Nigerian President Goodluck Jonathan will outline plans tomorrow to stick to budget targets as revenue falls and Africa’s largest oil producer faces the threat of a spending blowout in a pre-election year.
The budget, to be presented to lawmakers in the capital, Abuja, at about 10 a.m. local time, will give Nigerian voters and international investors the clearest indication yet about the government’s priorities as it prepares for the vote in 2015.
Investors are watching Jonathan’s budget for signs that spending will soar next year as it did before the 2011 presidential vote, when it climbed 17 percent. Jonathan, 55, signaled his intent to cut planned expenditure by 10 percent next year to 4.5 trillion naira ($28 billion) as crude output missed targets, according to a medium-term spending plan released on Sept. 18.
“The one the government will present will be a relatively tight, well thought-out budget, but when the electoral process really ramps up in the second half of next year, there could be supplementary budgets for political spending”, David Cowan, Africa economist at Citigroup Inc. in London, said in a phone interview. “That’s key to understanding the fiscal process”.
Jonathan, who has not yet said whether he plans to stand for re-election, was voted into office in 2011 on a platform of boosting economic growth by improving the country’s electricity-generating and oil-refining capacity.
Lower oil revenue and the risk of overspending is putting pressure on the currency, which the central bank aims to keep stable within a range of 3 percent around 155 against the dollar.
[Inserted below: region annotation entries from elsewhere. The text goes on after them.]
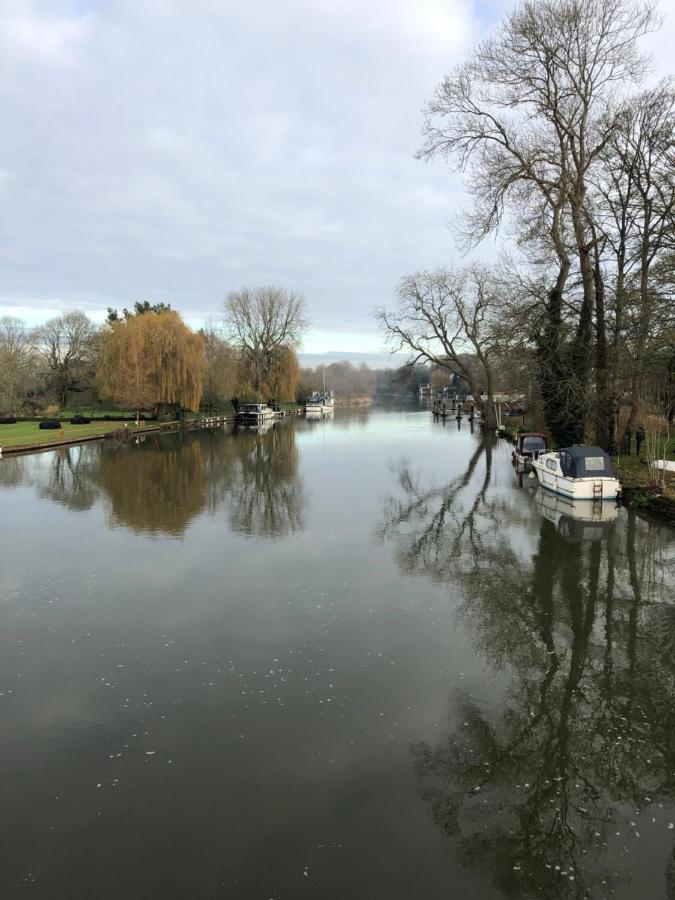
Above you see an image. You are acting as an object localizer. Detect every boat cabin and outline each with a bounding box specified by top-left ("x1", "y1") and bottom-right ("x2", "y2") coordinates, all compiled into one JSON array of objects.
[
  {"x1": 512, "y1": 431, "x2": 548, "y2": 462},
  {"x1": 546, "y1": 447, "x2": 614, "y2": 478}
]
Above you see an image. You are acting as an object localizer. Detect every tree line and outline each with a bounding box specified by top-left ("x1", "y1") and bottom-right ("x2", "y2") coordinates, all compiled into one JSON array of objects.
[
  {"x1": 378, "y1": 0, "x2": 675, "y2": 451},
  {"x1": 0, "y1": 286, "x2": 307, "y2": 415}
]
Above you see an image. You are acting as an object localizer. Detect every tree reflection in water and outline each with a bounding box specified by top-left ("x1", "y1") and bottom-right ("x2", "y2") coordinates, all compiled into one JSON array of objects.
[
  {"x1": 2, "y1": 423, "x2": 304, "y2": 538},
  {"x1": 201, "y1": 422, "x2": 304, "y2": 538},
  {"x1": 380, "y1": 442, "x2": 675, "y2": 897}
]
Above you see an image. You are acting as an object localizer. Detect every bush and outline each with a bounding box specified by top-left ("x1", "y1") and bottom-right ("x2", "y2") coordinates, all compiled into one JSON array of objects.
[{"x1": 628, "y1": 491, "x2": 649, "y2": 509}]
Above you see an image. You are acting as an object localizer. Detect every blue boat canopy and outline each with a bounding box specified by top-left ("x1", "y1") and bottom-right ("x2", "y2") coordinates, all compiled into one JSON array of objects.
[{"x1": 558, "y1": 447, "x2": 614, "y2": 478}]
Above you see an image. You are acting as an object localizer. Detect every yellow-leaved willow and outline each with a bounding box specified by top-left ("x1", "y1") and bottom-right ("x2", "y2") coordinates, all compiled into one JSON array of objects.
[{"x1": 97, "y1": 309, "x2": 204, "y2": 412}]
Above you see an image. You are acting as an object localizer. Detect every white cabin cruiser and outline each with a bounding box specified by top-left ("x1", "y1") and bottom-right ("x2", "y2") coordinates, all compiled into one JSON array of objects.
[
  {"x1": 237, "y1": 403, "x2": 274, "y2": 425},
  {"x1": 532, "y1": 446, "x2": 621, "y2": 500},
  {"x1": 305, "y1": 391, "x2": 335, "y2": 415}
]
The naira has dropped 1.6 percent versus the U.S. currency this year to trade at 158.75 on the interbank market as of 9:30 a.m. in Lagos.
Finance Minister Ngozi Okonjo-Iweala, has pushed to curb spending on government salaries to keep the budget deficit under control. The medium-term plan estimates a fiscal shortfall of 1.9 percent of gross domestic product in 2014, little changed from 1.85 percent projected for this year. The median estimate of seven economists surveyed by Bloomberg is for the deficit to widen to 2.3 percent next year from 2.2 percent.
If the numbers in the spending plan are accurate, “it’s looking like a very tight budget,” Charles Robertson, global chief economist at Renaissance Capital in London, said in a phone interview. “It’s conservative on spending, it’s conservative on the deficit. It’s a budget to win the trust of investors ahead of the election in 2015.”
Okonjo-Iweala said on Oct. 31 that theft of crude as well as output interruptions in the country’s Niger River delta oil heartland may result this year in the government’s proceeds from oil falling as much as $12 billion below budget estimates.
Africa’s most populous country, home to more people than France and Germany combined, relies on crude exports for about 80 percent of government revenue and 95 percent of foreign-currency earnings.
The government has run down its oil savings in the Excess Crude Account to plug the revenue shortfall. The account had a balance of just under $5 billion, down from about $9 billion at the beginning of the year, Okonjo-Iweala said last month.
“The great challenge now is that the fiscal buffers are not as strong as they would be because of the revenue shortfall,” Central Bank of Nigeria Governor Lamido Sanusi said in an interview on Nov. 1. “If there are any adverse external developments that would feed into this weak revenue profile and put pressure on exchange rates.”
The ruling People’s Democratic Party, or PDP, which has won all elections held since Nigeria ended military rule in 1999, faces its sternest challenge as the 2015 vote approaches. The nation’s four main opposition parties merged this year in order to take on Jonathan, while some senior PDP figures quit the party to form their own group.
Nigeria is still well-placed relative to its emerging-market African peers if the budget deficit deteriorates, according to Cowan.
“Even if the budget slips next year, say from a deficit of 2.2-2.5 percent of GDP to 3.5 or 4 percent, this is still relatively slim compared with Ghana, Kenya and Zambia,” he said.
Ghana is forecasting a budget deficit of 9.2 percent of GDP this year, its Vice President Kwesi Amissah-Arthur said last month, while both Kenyan and Zambian budget deficits exceed 5 percent.
The medium-term spending plan projects oil output of 2.39 million barrels a day for 2014, compared with 2.53 million barrels this year. Actual production this year has fluctuated between 1.8 million and 2.2 million barrels a day, according to data compiled by Bloomberg.
“What we’d hope for is a more realistic projection for oil production,” Giulia Pellegrini, sub-Saharan Africa economist at JPMorgan in London, said in an interview. “Clearly 2.5 million barrels a day is unrealistic. 2.3 million would be more realistic, but it depends on the government continuing efforts against oil theft, and actually realizing some victories on that score.”